Datasets¶

A Dataset is a specialization of a Resource that provides users with operations to handle files, record their provenance and describe them with metadata.

In [ ]:

from kgforge.core import KnowledgeGraphForge

A configuration file is needed in order to create a KnowledgeGraphForge session. A configuration can be generated using the notebook 00-Initialization.ipynb.

Note: DemoStore doesn't implement file operations yet. Use the BluBrainNexus store instead when creating a config file.

In [ ]:

forge = KnowledgeGraphForge("../../configurations/forge.yml")

Imports¶

In [ ]:

from kgforge.core import Resource

In [ ]:

from kgforge.specializations.resources import Dataset

In [ ]:

import pandas as pd

Creation with files added as parts¶

In [ ]:

! ls -p ../../data | egrep -v /$

In [ ]:

persons = Dataset(forge, name="Interesting Persons")

In [ ]:

persons.add_files("../../data/persons.csv")

In [ ]:

forge.register(persons)

In [ ]:

forge.as_json(persons)

In [ ]:

associations = Dataset(forge, name="Associations data")

In [ ]:

associations.add_files("../../data/associations.tsv")

In [ ]:

associations.add_derivation(persons)

In [ ]:

forge.register(associations)

In [ ]:

forge.as_json(associations)

In [ ]:

# By default the files are downloaded in the current path (path=".").
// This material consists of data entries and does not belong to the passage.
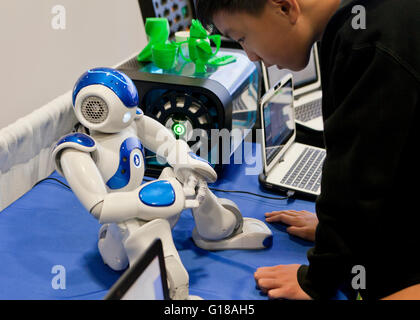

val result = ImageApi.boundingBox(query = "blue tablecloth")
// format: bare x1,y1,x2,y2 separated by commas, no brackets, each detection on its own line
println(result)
0,143,322,300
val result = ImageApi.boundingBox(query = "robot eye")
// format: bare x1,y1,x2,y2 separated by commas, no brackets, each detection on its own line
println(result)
81,96,109,124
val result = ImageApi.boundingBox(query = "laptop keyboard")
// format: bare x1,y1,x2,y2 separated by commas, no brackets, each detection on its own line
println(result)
295,98,322,122
280,147,326,193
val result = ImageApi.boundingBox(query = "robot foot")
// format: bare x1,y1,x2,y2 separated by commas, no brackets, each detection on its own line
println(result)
98,224,129,271
164,256,190,300
122,219,191,300
192,218,273,251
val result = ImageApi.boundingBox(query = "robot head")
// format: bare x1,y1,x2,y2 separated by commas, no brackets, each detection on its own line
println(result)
72,68,139,133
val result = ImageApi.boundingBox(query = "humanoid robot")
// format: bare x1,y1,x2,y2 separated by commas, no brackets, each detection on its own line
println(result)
52,68,272,300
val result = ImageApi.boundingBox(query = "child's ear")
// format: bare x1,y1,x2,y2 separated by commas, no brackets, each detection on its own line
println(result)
269,0,300,24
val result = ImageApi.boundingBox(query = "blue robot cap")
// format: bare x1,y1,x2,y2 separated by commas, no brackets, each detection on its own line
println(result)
72,67,139,108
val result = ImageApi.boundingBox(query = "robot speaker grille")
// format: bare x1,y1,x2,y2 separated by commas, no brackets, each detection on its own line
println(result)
81,96,109,124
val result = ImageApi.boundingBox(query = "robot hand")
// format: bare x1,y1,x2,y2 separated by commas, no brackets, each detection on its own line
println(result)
165,139,217,184
174,152,217,184
135,114,216,183
181,172,208,209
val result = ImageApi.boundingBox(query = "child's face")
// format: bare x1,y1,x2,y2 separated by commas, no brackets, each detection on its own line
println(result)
212,4,313,71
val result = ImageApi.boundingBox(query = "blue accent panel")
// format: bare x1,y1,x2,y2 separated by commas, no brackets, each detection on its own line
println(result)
139,180,176,207
106,137,145,190
72,68,139,108
55,133,95,148
136,108,143,115
188,152,210,165
262,235,273,248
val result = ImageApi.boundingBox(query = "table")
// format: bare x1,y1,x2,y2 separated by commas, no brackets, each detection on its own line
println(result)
0,143,323,300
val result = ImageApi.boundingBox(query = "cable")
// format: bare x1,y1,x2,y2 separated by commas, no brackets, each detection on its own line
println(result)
143,176,290,200
209,187,290,200
33,177,72,190
34,176,290,201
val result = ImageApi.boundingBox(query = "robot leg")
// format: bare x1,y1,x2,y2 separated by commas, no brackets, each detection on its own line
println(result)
122,218,190,300
98,223,129,271
192,184,273,250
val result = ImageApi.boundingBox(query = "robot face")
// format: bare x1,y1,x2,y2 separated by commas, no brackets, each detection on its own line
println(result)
72,68,139,133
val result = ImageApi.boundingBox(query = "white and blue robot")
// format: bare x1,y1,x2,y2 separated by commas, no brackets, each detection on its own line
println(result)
52,67,272,300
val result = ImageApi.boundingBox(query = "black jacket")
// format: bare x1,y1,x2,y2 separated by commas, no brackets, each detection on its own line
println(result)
297,0,420,300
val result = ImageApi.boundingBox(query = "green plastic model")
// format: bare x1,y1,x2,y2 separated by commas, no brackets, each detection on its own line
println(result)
183,19,222,73
138,17,236,73
137,18,170,62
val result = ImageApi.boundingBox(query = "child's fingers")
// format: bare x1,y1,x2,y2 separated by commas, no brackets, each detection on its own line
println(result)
265,210,313,218
257,278,281,291
266,212,300,226
264,211,297,221
267,288,285,300
287,226,305,238
255,265,283,276
287,226,315,242
264,211,283,217
255,269,281,280
281,210,315,216
265,210,296,216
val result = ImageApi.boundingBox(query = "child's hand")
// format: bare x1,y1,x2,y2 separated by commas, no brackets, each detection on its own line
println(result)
264,210,318,242
254,264,312,300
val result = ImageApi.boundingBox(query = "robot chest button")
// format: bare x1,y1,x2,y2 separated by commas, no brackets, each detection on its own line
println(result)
133,153,141,168
139,180,176,207
106,137,144,190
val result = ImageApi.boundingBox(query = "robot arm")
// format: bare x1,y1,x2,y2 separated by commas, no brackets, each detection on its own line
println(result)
53,133,186,225
135,111,217,183
59,148,108,218
134,109,177,159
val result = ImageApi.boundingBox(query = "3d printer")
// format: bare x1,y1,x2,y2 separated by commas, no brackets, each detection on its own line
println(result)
118,48,260,176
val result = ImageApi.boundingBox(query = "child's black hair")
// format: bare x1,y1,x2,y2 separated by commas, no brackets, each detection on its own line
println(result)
194,0,267,30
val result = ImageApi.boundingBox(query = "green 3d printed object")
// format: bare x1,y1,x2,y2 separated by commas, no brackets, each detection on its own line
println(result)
138,18,170,62
179,19,222,73
138,18,236,72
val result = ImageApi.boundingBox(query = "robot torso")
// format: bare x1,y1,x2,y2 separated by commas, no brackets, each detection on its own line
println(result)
90,123,145,193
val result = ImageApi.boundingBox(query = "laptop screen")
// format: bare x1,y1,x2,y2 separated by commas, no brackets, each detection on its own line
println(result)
263,78,294,167
104,239,170,300
266,46,318,90
120,255,165,300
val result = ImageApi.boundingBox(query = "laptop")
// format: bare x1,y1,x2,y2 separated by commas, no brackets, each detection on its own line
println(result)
262,43,323,132
104,238,170,300
258,73,326,199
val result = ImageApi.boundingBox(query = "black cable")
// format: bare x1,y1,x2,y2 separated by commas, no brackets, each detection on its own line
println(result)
33,177,71,190
142,176,289,200
209,187,289,200
34,176,289,200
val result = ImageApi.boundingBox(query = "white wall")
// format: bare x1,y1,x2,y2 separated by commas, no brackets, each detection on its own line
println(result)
0,0,147,129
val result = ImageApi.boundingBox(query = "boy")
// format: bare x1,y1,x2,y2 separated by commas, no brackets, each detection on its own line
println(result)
195,0,420,300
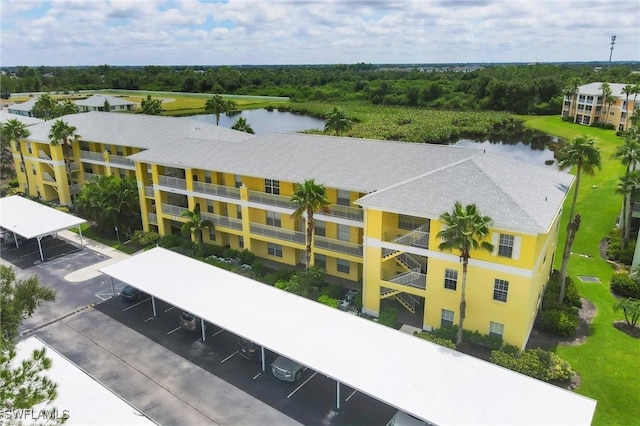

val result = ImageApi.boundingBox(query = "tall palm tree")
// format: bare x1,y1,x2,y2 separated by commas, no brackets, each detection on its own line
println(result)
632,84,640,120
599,82,612,125
324,107,353,136
181,204,214,256
32,94,57,120
204,95,236,125
556,135,602,302
565,77,581,122
2,119,32,196
54,99,79,117
231,117,254,134
437,202,493,346
616,171,640,247
290,179,330,269
622,84,634,130
48,119,79,202
612,132,640,177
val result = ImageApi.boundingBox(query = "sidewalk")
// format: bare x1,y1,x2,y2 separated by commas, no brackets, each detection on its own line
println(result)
57,229,132,282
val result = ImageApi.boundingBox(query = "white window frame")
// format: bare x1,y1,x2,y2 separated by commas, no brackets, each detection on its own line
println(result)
492,233,520,260
268,242,283,257
441,309,454,328
337,259,350,273
493,279,509,302
444,269,458,290
238,236,244,248
264,178,279,195
337,224,350,242
315,253,326,268
266,211,281,227
337,189,350,206
489,321,504,338
315,220,326,237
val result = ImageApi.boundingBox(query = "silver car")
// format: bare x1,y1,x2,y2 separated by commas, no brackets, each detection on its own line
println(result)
271,355,306,382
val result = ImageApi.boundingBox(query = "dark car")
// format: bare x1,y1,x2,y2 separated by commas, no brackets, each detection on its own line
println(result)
238,339,260,360
179,311,197,332
120,285,143,302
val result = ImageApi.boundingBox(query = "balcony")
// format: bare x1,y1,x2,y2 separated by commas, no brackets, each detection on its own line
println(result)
193,181,240,200
314,236,363,257
38,150,52,161
158,175,187,190
42,172,56,183
383,223,430,255
321,204,363,222
248,190,292,208
148,213,158,224
144,186,155,197
79,150,106,162
69,161,80,172
387,270,427,290
250,223,305,244
161,203,188,217
201,212,243,231
110,154,135,167
83,172,99,182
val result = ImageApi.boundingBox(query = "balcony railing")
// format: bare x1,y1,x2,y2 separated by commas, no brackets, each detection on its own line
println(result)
383,223,430,255
314,236,363,257
193,181,240,199
69,161,80,172
250,223,305,244
38,150,52,161
321,204,364,221
144,186,155,197
110,154,135,167
388,270,427,290
158,175,187,190
148,213,158,224
161,203,188,217
79,150,106,162
202,212,243,230
42,172,56,183
248,190,292,208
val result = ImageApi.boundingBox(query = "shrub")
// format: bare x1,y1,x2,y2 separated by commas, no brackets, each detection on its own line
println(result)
318,284,343,300
415,332,456,349
536,308,578,337
238,249,255,265
378,307,398,328
613,298,640,326
462,329,503,350
8,178,19,188
317,295,339,308
501,344,521,355
430,326,457,343
490,348,574,382
544,270,581,309
168,246,193,256
158,234,191,249
610,271,640,299
130,230,160,247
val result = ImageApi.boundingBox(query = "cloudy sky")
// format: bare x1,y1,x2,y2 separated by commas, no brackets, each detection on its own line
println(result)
1,0,639,66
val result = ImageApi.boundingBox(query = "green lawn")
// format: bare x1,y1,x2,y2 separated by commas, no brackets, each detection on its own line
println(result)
71,223,138,255
517,115,640,426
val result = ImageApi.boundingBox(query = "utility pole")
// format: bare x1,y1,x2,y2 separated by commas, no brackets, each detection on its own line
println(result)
609,35,616,66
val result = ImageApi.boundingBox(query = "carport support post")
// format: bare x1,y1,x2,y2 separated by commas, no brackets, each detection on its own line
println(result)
110,277,116,297
152,296,157,317
336,380,341,411
36,236,44,261
261,347,266,372
201,319,206,342
78,225,84,248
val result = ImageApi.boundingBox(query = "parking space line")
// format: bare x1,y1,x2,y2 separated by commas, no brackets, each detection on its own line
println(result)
252,373,261,380
287,371,317,399
345,389,358,401
210,329,224,337
221,351,238,363
122,297,151,312
164,306,175,313
144,317,154,323
166,326,181,335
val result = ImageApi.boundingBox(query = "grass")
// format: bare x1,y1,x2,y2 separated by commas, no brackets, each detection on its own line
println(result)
71,223,138,255
517,115,640,426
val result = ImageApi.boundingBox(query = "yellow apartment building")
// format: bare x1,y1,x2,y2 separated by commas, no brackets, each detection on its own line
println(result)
562,82,639,131
6,111,573,348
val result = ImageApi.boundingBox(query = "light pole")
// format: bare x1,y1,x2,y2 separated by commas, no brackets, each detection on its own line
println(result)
114,225,120,245
609,35,616,66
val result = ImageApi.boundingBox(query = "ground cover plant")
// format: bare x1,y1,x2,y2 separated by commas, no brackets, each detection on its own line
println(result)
518,115,639,426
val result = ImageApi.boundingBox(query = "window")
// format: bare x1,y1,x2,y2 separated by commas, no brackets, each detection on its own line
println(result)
498,234,514,258
266,211,281,227
207,200,214,214
209,229,216,241
264,178,279,194
117,149,123,156
315,220,326,237
205,171,212,184
444,269,458,290
192,174,198,182
236,205,242,220
315,253,326,268
235,175,242,188
238,236,244,248
398,215,424,230
268,243,283,257
83,166,93,173
441,309,454,328
19,163,24,172
337,190,350,206
489,321,504,338
493,279,509,302
27,143,33,154
31,165,37,175
337,224,350,241
337,259,350,273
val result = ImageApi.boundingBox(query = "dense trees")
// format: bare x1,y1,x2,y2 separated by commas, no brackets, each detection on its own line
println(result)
48,119,79,201
140,95,163,115
3,63,639,115
2,119,31,195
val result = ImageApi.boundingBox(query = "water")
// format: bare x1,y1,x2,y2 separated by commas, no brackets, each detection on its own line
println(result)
190,109,325,135
192,109,559,167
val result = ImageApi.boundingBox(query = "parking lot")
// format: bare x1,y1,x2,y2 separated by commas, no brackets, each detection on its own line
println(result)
95,287,397,426
0,233,81,269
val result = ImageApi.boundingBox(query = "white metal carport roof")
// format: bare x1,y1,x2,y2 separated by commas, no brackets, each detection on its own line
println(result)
100,248,597,426
0,195,86,260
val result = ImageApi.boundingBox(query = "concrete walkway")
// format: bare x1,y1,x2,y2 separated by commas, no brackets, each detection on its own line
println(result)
57,229,132,282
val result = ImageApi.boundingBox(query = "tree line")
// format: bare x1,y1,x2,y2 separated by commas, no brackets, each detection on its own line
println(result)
2,63,639,115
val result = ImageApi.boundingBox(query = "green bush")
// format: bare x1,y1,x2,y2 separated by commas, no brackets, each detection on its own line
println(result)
130,230,160,247
8,178,19,188
238,249,255,265
462,329,503,350
318,284,343,300
415,332,456,350
544,270,582,309
169,246,193,256
490,348,574,382
158,234,192,249
610,271,640,299
430,326,457,343
378,307,398,328
222,247,239,258
536,308,578,337
317,294,339,308
502,344,521,355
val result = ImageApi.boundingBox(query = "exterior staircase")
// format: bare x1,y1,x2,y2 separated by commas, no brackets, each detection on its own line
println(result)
380,288,419,314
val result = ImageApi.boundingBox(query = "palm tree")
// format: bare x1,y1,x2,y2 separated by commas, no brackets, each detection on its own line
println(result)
632,84,640,120
140,95,163,115
616,171,640,247
599,83,612,125
54,99,79,117
48,119,79,202
564,77,581,122
290,179,330,269
556,135,602,302
33,94,57,120
324,107,353,136
612,132,640,176
623,84,634,130
437,202,493,346
231,117,255,134
2,119,32,196
204,95,236,125
181,204,214,256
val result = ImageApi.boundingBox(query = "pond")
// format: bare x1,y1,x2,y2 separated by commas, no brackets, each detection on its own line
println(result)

The urls or the files to download can be collected from a different json path (by setting a value for "follow") and 
# the files downloaded to a different path (by setting a value for "path")
# The argument overwrite: bool can be provided to decide whether to overwrite (True) existing files with the same name or
# to create new ones (False) with their names suffixed with a timestamp.
# A cross_bucket argument can be provided to download data from the configured bucket (cross_bucket=False - the default value) 
# or from a bucket different than the configured one (cross_bucket=True). The configured store should support crossing buckets for this to work.
associations.download(source="parts")

In [ ]:

# A specific path can be provided.
associations.download(path="./downloaded/", source="parts")

In [ ]:

# A specific content type can be downloded.
associations.download(path="./downloaded/", source="parts", content_type="text/tab-separated-values")

In [ ]:

! ls -l ./downloaded

In [ ]:

# ! rm -R ./downloaded/

Creation with files added as distribution¶

In [ ]:

persons = Dataset(forge, name="Interesting Persons")

In [ ]:

persons.add_distribution("../../data/associations.tsv")

In [ ]:

persons.add_image(path='../../data/non_existing_person.jpg', content_type='application/jpeg', about='Person')

In [ ]:

forge.register(persons)

In [ ]:

forge.as_json(persons)

In [ ]:

# When files are added as distributions, they can be directly downloaded without specifying which json path to use to collect the downlodable urls. In addition, content type and path arguments
# can still be provided
persons.download()

Creation with resources added as parts¶

In [ ]:

distribution_1 = forge.attach("../../data/associations.tsv")

In [ ]:

distribution_2 = forge.attach("../../data/persons.csv")

In [ ]:

jane = Resource(type="Person", name="Jane Doe", distribution=distribution_1)

In [ ]:

john = Resource(type="Person", name="John Smith", distribution=distribution_2)

In [ ]:

persons = [jane, john]

In [ ]:

forge.register(persons)

In [ ]:

dataset = Dataset(forge, name="Interesting people")

In [ ]:

dataset.add_parts(persons)

In [ ]:

forge.register(dataset)

In [ ]:

forge.as_json(dataset)

In [ ]:

dataset.download(path="./downloaded/", source="parts")

In [ ]:

! ls -l ./downloaded

In [ ]:

# ! rm -R ./downloaded/

Creation from resources converted as Dataset objects¶

In [ ]:

dataset = Dataset.from_resource(forge, [jane, john], store_metadata=True)
print(*dataset, sep="\n")

Creation from a dataframe¶

See notebook 07 DataFrame IO.ipynb for details on conversions of instances of Resource from a Pandas DataFrame.

basics¶

In [ ]:

dataframe = pd.read_csv("../../data/persons.csv")

In [ ]:

dataframe

In [ ]:

persons = forge.from_dataframe(dataframe)

In [ ]:

forge.register(persons)

In [ ]:

dataset = Dataset(forge, name="Interesting people")

In [ ]:

dataset.add_parts(persons)

In [ ]:

forge.register(dataset)

In [ ]:

forge.as_json(dataset)

advanced¶

In [ ]:

dataframe = pd.read_csv("../../data/associations.tsv", sep="\t")

In [ ]:

dataframe

In [ ]:

dataframe["distribution"] = dataframe["distribution"].map(lambda x: forge.attach(x))

In [ ]:

associations = forge.from_dataframe(dataframe, na="(missing)", nesting="__")

In [ ]:

print(*associations, sep="\n")

In [ ]:

forge.register(associations)

In [ ]:

dataset = Dataset(forge, name="Interesting associations")

In [ ]:

dataset.add_parts(associations)

In [ ]:

forge.register(dataset)

In [ ]:

forge.as_json(dataset)